Rio Novo 30 de Setembro de 1926
Saudações meu querido irmão Reini
As tuas cartas a de 25 de agosto e a outra com as fotografias e aquela “procuração” e mais os jornais chegaram todos. Vieram em dois pacotes. Mas aquela faca de cortar linguiça de carne de porco o Grimberg ainda não mandou . Ele me escreveu que tem medo de mandar porque a administração dos Correios poderia achar ruim em trazer uma “ferramenta” tão exótica. Se for possível ainda hoje vou escrever pedindo que ele embrulhe bem em bastante papel e mande assim mesmo.

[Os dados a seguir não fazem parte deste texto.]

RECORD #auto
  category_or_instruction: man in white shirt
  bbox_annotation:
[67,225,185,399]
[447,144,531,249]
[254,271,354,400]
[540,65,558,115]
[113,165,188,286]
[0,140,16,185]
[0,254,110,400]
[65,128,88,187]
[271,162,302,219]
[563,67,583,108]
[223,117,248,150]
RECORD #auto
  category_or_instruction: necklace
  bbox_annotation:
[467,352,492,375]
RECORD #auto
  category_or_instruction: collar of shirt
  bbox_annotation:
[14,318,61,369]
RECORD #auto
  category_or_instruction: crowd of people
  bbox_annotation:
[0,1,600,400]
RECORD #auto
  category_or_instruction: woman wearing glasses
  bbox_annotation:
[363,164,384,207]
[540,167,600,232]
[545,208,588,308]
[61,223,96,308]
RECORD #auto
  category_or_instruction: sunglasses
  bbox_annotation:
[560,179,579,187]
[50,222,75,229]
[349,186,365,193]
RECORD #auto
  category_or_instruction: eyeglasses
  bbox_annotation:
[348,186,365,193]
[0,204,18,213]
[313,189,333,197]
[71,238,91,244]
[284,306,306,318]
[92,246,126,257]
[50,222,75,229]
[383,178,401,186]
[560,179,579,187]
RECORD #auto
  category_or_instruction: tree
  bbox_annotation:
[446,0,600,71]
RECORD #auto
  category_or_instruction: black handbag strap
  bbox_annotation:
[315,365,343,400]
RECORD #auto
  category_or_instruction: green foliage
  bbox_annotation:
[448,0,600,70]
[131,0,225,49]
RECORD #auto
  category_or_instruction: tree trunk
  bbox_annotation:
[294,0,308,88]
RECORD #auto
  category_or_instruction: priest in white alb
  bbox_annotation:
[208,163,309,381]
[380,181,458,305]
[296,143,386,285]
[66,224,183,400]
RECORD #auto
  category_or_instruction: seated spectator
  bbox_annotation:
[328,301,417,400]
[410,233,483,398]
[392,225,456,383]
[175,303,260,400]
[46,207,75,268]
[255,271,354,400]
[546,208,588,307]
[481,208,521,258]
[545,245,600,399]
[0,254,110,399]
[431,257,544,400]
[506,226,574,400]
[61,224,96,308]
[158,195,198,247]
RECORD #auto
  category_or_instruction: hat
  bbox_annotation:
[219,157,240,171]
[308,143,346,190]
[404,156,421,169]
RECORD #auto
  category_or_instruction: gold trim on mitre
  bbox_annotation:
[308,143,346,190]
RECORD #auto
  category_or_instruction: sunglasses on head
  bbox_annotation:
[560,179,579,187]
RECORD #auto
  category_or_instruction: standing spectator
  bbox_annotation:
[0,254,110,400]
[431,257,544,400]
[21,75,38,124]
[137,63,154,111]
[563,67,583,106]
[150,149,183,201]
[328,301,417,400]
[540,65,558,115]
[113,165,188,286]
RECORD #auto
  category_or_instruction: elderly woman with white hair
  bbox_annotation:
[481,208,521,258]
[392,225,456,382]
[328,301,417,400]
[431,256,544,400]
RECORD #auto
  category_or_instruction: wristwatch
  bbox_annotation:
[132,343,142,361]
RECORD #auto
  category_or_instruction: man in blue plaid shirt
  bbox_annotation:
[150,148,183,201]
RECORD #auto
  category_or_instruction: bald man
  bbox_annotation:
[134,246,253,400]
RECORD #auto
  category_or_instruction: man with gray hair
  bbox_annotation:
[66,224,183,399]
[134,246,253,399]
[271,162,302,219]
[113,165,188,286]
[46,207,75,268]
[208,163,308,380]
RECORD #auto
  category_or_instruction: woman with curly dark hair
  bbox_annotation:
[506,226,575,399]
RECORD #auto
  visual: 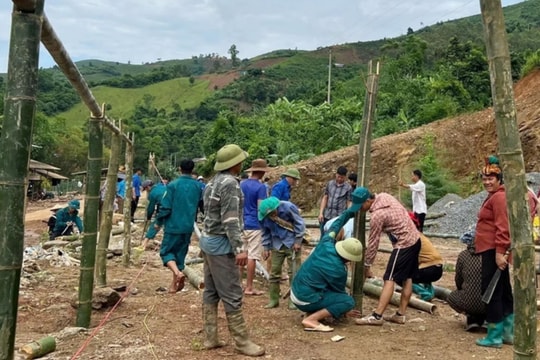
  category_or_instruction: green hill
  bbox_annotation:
[58,78,211,127]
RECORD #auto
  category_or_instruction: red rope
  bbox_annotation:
[71,264,146,360]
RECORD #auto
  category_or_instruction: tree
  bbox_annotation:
[228,44,240,67]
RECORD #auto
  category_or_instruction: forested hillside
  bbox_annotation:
[0,0,540,179]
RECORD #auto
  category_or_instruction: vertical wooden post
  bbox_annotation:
[351,61,379,311]
[76,112,104,328]
[122,133,135,267]
[480,0,536,359]
[0,0,43,360]
[96,133,125,287]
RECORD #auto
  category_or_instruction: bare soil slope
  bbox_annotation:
[269,70,540,211]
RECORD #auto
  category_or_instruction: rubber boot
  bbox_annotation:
[413,284,433,301]
[287,278,297,310]
[202,303,226,350]
[227,310,265,356]
[503,314,514,345]
[476,321,504,348]
[264,283,279,309]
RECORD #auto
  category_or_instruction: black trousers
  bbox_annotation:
[481,249,514,323]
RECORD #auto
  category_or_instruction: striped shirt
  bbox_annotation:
[366,193,420,266]
[324,180,352,219]
[204,172,244,253]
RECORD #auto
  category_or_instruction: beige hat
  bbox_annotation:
[214,144,249,171]
[336,238,363,261]
[281,168,300,180]
[50,204,66,211]
[246,159,270,172]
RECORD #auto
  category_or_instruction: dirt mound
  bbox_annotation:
[268,70,540,211]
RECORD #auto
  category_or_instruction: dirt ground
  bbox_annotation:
[16,202,540,360]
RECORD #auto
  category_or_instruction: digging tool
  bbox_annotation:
[482,249,510,304]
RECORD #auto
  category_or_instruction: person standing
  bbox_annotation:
[51,199,84,240]
[355,187,421,326]
[271,168,300,201]
[131,168,142,222]
[154,159,201,293]
[318,166,352,238]
[446,231,486,331]
[258,196,306,310]
[240,159,269,295]
[399,169,427,232]
[199,144,265,356]
[141,176,169,250]
[474,156,536,348]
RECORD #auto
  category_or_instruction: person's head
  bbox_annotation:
[141,180,154,191]
[214,144,249,175]
[68,199,81,213]
[336,166,347,184]
[281,168,300,186]
[257,196,279,221]
[335,238,363,262]
[347,173,358,188]
[180,159,195,175]
[246,159,270,180]
[481,155,504,193]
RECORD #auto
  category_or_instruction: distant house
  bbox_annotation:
[26,160,69,200]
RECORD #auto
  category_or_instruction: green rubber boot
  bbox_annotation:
[476,321,504,348]
[203,303,226,350]
[264,283,279,309]
[226,310,265,356]
[503,314,514,345]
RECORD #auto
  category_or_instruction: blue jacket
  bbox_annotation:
[146,182,167,220]
[261,201,306,250]
[292,210,354,304]
[156,174,201,234]
[271,177,291,201]
[54,206,84,234]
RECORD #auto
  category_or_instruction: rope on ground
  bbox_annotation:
[143,305,158,359]
[71,264,146,360]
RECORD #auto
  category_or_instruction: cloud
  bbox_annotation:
[0,0,522,72]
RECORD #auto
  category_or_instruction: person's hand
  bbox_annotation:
[495,253,508,270]
[364,266,373,279]
[236,252,247,266]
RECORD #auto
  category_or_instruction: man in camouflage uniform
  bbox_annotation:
[199,144,265,356]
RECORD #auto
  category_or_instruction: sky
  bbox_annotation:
[0,0,523,73]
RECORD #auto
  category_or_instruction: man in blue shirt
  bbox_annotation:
[258,196,306,310]
[154,159,201,293]
[272,168,300,201]
[240,159,269,295]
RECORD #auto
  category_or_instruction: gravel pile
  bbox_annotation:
[424,173,540,238]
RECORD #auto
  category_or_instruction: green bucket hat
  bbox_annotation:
[349,186,371,212]
[214,144,249,171]
[281,168,300,180]
[336,238,363,262]
[257,196,279,221]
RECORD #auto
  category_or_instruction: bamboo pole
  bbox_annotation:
[351,61,379,310]
[0,0,43,360]
[122,134,134,267]
[96,133,121,287]
[480,0,537,359]
[76,113,103,328]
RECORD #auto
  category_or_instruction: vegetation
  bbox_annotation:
[0,0,540,188]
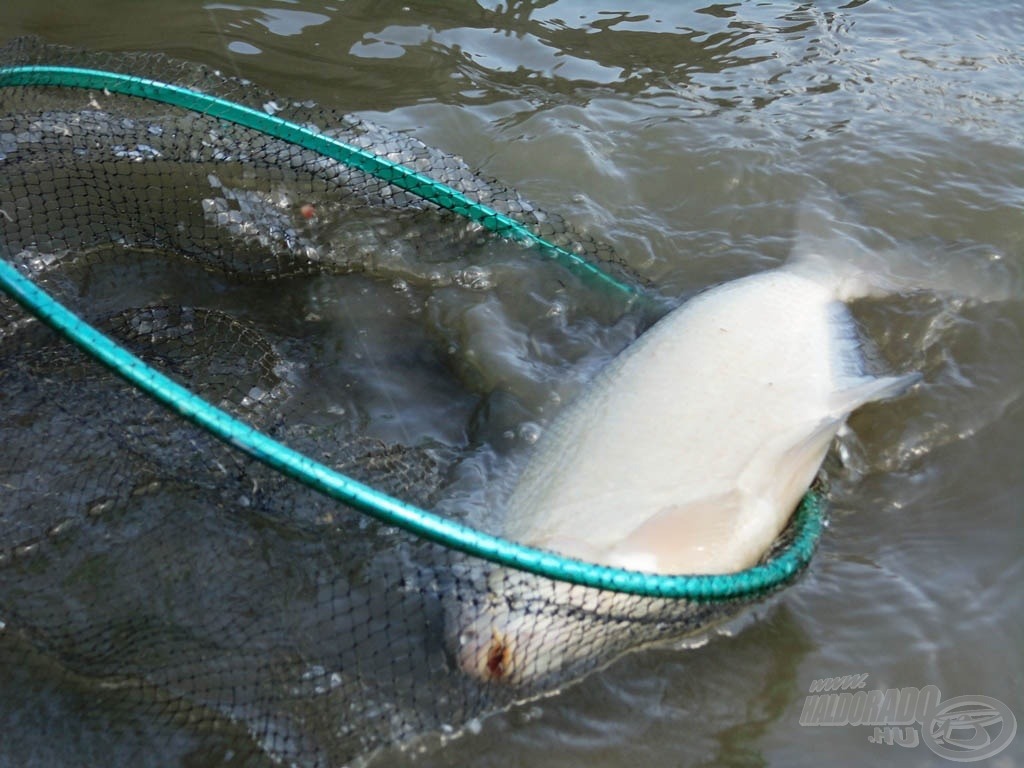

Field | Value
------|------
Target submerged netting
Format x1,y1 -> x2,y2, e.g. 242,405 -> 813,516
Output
0,40 -> 821,765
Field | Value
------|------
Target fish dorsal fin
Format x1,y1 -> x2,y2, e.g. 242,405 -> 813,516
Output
604,489 -> 742,573
828,373 -> 922,420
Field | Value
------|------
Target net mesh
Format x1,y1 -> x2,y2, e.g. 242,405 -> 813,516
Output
0,40 -> 815,766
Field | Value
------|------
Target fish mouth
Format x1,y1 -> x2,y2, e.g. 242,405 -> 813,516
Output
455,626 -> 518,683
483,628 -> 515,681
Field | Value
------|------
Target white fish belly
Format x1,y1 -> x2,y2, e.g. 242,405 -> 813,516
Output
506,268 -> 880,573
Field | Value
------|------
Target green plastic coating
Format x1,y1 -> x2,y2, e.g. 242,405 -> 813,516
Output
0,67 -> 825,600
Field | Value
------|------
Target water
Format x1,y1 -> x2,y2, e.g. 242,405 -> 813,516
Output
0,0 -> 1024,767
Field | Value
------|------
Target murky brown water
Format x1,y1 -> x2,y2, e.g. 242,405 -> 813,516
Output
0,0 -> 1024,768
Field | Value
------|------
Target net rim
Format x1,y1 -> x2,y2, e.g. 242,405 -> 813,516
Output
0,65 -> 826,601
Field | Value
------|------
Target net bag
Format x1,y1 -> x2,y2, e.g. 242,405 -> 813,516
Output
0,40 -> 823,766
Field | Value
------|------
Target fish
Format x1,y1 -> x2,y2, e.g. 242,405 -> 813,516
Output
453,198 -> 1015,684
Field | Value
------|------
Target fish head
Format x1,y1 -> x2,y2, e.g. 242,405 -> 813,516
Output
446,568 -> 624,689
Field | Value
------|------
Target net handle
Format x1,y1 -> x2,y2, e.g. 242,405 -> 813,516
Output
0,67 -> 825,600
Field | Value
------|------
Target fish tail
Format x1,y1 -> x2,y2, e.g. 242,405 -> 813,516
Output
785,194 -> 1024,302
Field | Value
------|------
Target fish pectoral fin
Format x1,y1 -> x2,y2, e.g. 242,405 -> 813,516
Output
607,490 -> 742,573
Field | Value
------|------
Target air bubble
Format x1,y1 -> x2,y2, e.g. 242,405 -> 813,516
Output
519,421 -> 544,445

Nós estamos passando bem. Agora estamos trabalhando por aqui mesmo. Estamos fazendo tudo o que aparece e que seja mais urgente. Algumas semanas atrás nos aramos o pasto junto à porteira e também aqui na frente da casa começando na estrada aqui na entrada passando pela laranjeira indo até lá em cima até a grande figueira. Na semana que vem se tudo der certo vamos fazer uma cerca para separar as áreas e plantar milho para mais tarde plantar grama para renovar a pastagem. Esta semana estamos derrubando o capoeirão no morro em frente logo junto à estrada principal e se tudo der certo deverei terminar amanhã. Na realidade eu queria terminar hoje, pois trabalhei o dia inteiro e também por isso a minha letra esta um garrancho que mais parece um pé de galinha.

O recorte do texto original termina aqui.